Published: 25 Jun 2025, Last Modified: 02 Jul 2025IMPS 2024EveryoneRevisionsBibTeXCC BY 4.0
DOI: 10.64028/rqjc519600
Keywords: diagnostic classification models, collapsed Gibbs sampling, posterior mode estimation, joint maximum likelihood estimation, boundary problem, Bayesian estimation
Abstract: Diagnostic Classification Models (DCMs) assess latent cognitive attributes but often suffer from boundary problems, where slipping and guessing parameters converge to 0 or 1, reducing classification accuracy. This study compares Collapsed Gibbs Sampling (CGS), Posterior Mode Estimation (PME), and Joint Maximum Likelihood Estimation (JMLE) in addressing this issue via Monte Carlo simulation.

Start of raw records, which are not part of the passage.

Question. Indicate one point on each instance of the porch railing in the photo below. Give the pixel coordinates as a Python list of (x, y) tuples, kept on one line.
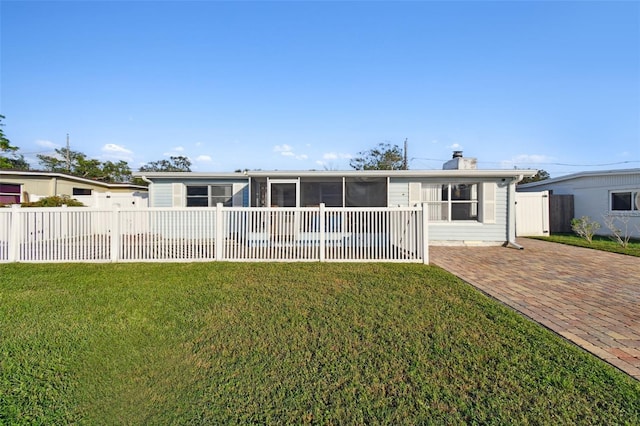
[(206, 234)]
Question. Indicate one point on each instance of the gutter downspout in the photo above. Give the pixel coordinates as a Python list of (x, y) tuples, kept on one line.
[(511, 217), (145, 179)]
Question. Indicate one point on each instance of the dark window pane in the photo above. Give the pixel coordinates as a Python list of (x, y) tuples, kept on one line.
[(198, 202), (197, 190), (221, 190), (314, 193), (621, 201), (366, 192)]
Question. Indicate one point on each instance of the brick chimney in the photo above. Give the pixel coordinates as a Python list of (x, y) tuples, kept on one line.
[(458, 162)]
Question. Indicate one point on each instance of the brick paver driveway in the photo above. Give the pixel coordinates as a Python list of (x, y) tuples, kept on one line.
[(590, 297)]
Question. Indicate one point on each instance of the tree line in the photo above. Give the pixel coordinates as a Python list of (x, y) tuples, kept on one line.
[(76, 163)]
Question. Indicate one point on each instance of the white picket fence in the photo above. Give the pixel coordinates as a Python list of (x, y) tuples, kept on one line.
[(205, 234)]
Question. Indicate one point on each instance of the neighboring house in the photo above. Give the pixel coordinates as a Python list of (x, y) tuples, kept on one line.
[(465, 205), (28, 186), (613, 193)]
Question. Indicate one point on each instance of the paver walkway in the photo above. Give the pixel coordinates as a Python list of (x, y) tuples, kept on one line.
[(590, 297)]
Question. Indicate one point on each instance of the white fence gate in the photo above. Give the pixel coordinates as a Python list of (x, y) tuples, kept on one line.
[(205, 234), (532, 214)]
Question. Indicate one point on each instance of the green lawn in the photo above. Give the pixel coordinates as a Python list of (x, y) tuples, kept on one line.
[(598, 243), (268, 343)]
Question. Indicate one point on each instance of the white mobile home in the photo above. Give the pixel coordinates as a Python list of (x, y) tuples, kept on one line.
[(465, 205), (600, 194)]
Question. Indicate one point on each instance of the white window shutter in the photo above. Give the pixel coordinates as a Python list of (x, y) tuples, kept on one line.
[(488, 211), (415, 193), (178, 195), (237, 190)]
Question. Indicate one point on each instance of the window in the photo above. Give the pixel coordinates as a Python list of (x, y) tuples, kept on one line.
[(313, 193), (365, 192), (9, 193), (209, 195), (451, 201), (81, 191), (625, 201)]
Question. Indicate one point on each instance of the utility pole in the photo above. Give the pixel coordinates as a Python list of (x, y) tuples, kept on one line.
[(68, 156), (405, 160)]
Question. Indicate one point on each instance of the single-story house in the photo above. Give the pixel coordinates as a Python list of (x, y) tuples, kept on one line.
[(465, 205), (17, 186), (599, 194)]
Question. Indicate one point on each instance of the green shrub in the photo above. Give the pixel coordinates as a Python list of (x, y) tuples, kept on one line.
[(585, 227), (55, 201)]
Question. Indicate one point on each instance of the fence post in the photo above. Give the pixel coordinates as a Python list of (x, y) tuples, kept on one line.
[(115, 234), (425, 233), (321, 223), (219, 232), (14, 234)]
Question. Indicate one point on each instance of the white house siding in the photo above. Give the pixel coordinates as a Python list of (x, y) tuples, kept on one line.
[(398, 193), (163, 192), (592, 195), (459, 231)]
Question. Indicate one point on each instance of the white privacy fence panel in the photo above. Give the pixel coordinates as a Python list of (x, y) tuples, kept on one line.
[(532, 214), (221, 233)]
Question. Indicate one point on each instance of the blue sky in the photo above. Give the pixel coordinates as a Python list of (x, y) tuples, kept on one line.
[(307, 85)]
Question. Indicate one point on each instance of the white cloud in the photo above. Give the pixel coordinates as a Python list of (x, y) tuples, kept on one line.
[(118, 152), (112, 148), (282, 148), (335, 156), (46, 144), (526, 160), (330, 156)]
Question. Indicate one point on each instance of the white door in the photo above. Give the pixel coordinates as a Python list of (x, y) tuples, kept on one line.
[(532, 214)]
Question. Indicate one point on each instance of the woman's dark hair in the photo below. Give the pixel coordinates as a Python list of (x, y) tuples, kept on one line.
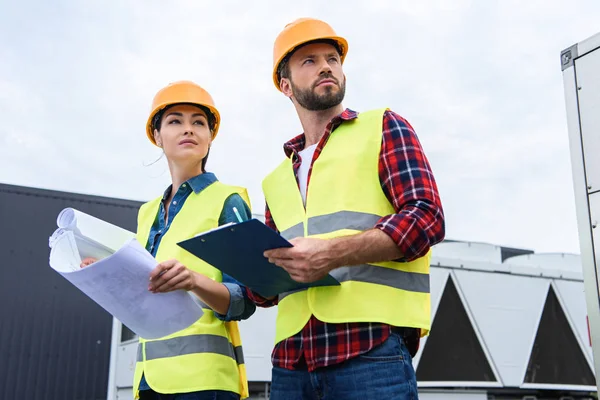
[(156, 121)]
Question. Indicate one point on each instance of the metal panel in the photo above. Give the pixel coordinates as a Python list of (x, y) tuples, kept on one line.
[(258, 339), (588, 91), (572, 297), (580, 186), (507, 322), (451, 395), (54, 340), (438, 278)]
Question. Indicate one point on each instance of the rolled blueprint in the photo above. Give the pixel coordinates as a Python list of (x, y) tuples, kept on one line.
[(118, 282)]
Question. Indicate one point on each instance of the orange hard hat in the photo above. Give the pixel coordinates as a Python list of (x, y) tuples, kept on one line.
[(182, 92), (301, 31)]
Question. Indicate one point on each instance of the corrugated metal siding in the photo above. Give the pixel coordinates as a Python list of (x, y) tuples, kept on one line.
[(54, 340)]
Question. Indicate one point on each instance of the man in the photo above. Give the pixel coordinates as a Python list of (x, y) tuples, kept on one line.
[(357, 199)]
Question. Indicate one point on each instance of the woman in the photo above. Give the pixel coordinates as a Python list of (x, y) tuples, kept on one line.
[(203, 361)]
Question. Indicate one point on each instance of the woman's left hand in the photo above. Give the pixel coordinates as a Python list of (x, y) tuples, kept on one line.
[(171, 275)]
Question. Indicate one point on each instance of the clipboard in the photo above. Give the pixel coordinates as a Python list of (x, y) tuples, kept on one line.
[(237, 250)]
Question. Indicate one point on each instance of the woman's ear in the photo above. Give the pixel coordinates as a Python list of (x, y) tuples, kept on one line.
[(157, 138)]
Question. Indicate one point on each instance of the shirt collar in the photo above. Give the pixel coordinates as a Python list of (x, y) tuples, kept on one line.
[(197, 183), (297, 144)]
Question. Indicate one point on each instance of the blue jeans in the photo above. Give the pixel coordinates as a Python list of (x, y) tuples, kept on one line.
[(385, 372), (203, 395)]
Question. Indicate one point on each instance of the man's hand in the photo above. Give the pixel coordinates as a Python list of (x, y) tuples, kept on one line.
[(171, 275), (309, 260)]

By varying sample size, item quality, dimensionality, and test length, we examine classification accuracy and boundary problem rates. Results show CGS and JMLE generally yield higher accuracy, while PME consistently maintains the lowest boundary problem occurrence rate. PME is generally computationally efficient in simpler settings, CGS offers stable performance, and JMLE can be competitive under specific conditions.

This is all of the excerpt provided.